# Profiling

Use profiling when correctness is already established and you need to understand
where time or memory is spent. Keep profiling runs narrow; changing many runtime
settings at once makes results difficult to interpret.

## Pytorch Profiler

Use PyTorch Profiler when you need CPU and CUDA timing for a focused inference
path. Diffulex records named regions around major engine operations such as
scheduler work, request preparation, model runner execution, and output
recording.

Keep profiling runs small:

- use a short prompt set;
- limit generated tokens;
- record one model and strategy configuration at a time;
- save traces outside the source tree when they are large.

## What to Measure

Choose the metric before profiling:

- end-to-end latency for one request;
- throughput for a fixed prompt set;
- scheduler overhead;
- model runner execution time;
- prefill cost versus decode cost;
- kernel time for attention, top-k, or MoE operations.
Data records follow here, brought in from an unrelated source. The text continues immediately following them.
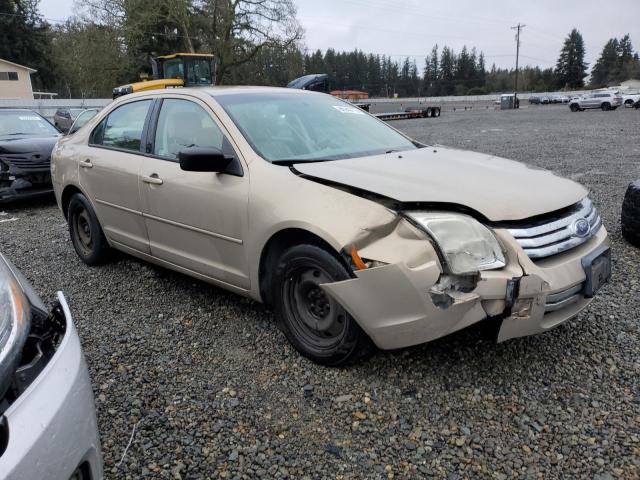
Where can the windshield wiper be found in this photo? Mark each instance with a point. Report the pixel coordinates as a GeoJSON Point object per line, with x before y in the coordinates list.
{"type": "Point", "coordinates": [292, 161]}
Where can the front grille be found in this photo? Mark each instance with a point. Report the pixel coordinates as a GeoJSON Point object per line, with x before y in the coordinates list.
{"type": "Point", "coordinates": [559, 234]}
{"type": "Point", "coordinates": [556, 301]}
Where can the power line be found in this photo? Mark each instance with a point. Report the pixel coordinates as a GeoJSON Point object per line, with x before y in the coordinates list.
{"type": "Point", "coordinates": [515, 89]}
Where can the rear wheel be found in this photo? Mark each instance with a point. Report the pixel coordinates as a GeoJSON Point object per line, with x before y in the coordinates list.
{"type": "Point", "coordinates": [316, 324]}
{"type": "Point", "coordinates": [86, 233]}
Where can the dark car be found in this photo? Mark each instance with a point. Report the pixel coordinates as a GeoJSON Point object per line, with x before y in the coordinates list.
{"type": "Point", "coordinates": [26, 142]}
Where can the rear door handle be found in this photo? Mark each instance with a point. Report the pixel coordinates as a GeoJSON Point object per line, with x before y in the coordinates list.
{"type": "Point", "coordinates": [152, 179]}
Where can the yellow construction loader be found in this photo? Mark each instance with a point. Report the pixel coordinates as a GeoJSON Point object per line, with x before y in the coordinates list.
{"type": "Point", "coordinates": [173, 71]}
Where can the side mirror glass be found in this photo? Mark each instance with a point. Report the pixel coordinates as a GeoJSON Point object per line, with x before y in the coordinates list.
{"type": "Point", "coordinates": [208, 159]}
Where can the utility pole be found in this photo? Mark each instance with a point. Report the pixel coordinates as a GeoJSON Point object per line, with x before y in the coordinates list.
{"type": "Point", "coordinates": [515, 89]}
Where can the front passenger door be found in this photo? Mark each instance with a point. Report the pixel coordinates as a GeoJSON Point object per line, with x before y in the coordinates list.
{"type": "Point", "coordinates": [196, 220]}
{"type": "Point", "coordinates": [108, 169]}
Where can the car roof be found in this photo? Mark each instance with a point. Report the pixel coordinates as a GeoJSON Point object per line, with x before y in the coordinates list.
{"type": "Point", "coordinates": [17, 110]}
{"type": "Point", "coordinates": [219, 91]}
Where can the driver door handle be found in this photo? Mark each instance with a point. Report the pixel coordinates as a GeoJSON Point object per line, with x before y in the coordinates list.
{"type": "Point", "coordinates": [152, 179]}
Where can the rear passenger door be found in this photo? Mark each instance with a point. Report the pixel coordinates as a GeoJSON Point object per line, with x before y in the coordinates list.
{"type": "Point", "coordinates": [109, 169]}
{"type": "Point", "coordinates": [196, 220]}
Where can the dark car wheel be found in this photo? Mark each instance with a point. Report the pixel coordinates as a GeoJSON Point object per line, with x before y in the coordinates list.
{"type": "Point", "coordinates": [86, 233]}
{"type": "Point", "coordinates": [316, 324]}
{"type": "Point", "coordinates": [630, 218]}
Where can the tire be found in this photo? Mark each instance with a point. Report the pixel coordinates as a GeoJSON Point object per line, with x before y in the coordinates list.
{"type": "Point", "coordinates": [86, 233]}
{"type": "Point", "coordinates": [313, 322]}
{"type": "Point", "coordinates": [630, 218]}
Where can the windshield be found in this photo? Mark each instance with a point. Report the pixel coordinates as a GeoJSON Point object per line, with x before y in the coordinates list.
{"type": "Point", "coordinates": [289, 127]}
{"type": "Point", "coordinates": [24, 123]}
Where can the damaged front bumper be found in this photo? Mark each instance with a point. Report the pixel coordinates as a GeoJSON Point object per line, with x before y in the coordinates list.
{"type": "Point", "coordinates": [19, 182]}
{"type": "Point", "coordinates": [400, 304]}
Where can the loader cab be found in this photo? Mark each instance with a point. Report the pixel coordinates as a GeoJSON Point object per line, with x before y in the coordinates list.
{"type": "Point", "coordinates": [174, 71]}
{"type": "Point", "coordinates": [194, 69]}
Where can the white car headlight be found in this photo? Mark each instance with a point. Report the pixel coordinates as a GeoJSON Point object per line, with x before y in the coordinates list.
{"type": "Point", "coordinates": [466, 245]}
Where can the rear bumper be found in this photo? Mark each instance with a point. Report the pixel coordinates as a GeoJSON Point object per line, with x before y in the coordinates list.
{"type": "Point", "coordinates": [52, 425]}
{"type": "Point", "coordinates": [396, 305]}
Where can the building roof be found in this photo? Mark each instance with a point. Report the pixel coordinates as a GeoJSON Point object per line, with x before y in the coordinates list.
{"type": "Point", "coordinates": [30, 70]}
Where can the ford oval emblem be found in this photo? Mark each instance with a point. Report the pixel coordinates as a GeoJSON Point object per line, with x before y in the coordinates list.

Use the smallest workload that still exhibits the behavior being measured.

## Runtime Toggles

Compare optimized and debug paths deliberately:

| Setting | What it compares |
| --- | --- |
| `enforce_eager=True` | Debug-friendly eager execution against optimized paths. |
| CUDA Graph paths | Launch-overhead reduction against eager execution. |
| `enable_torch_compile` | Supported compiled execution against uncompiled execution. |
| `enable_vllm_layers` | Optional vLLM-backed layers against local layer implementations. |

Run a baseline before changing any toggle. Keep model, prompts, token limits,
and parallelism fixed across comparisons.

## Existing Scripts

Diffulex includes profiling and benchmark scripts under `script/`. Use these
when they match the target workload because they capture local conventions for
model paths, task names, and profiler output.

If you create a new profiling script, keep large trace files out of the source
tree and document the exact command used to generate a result.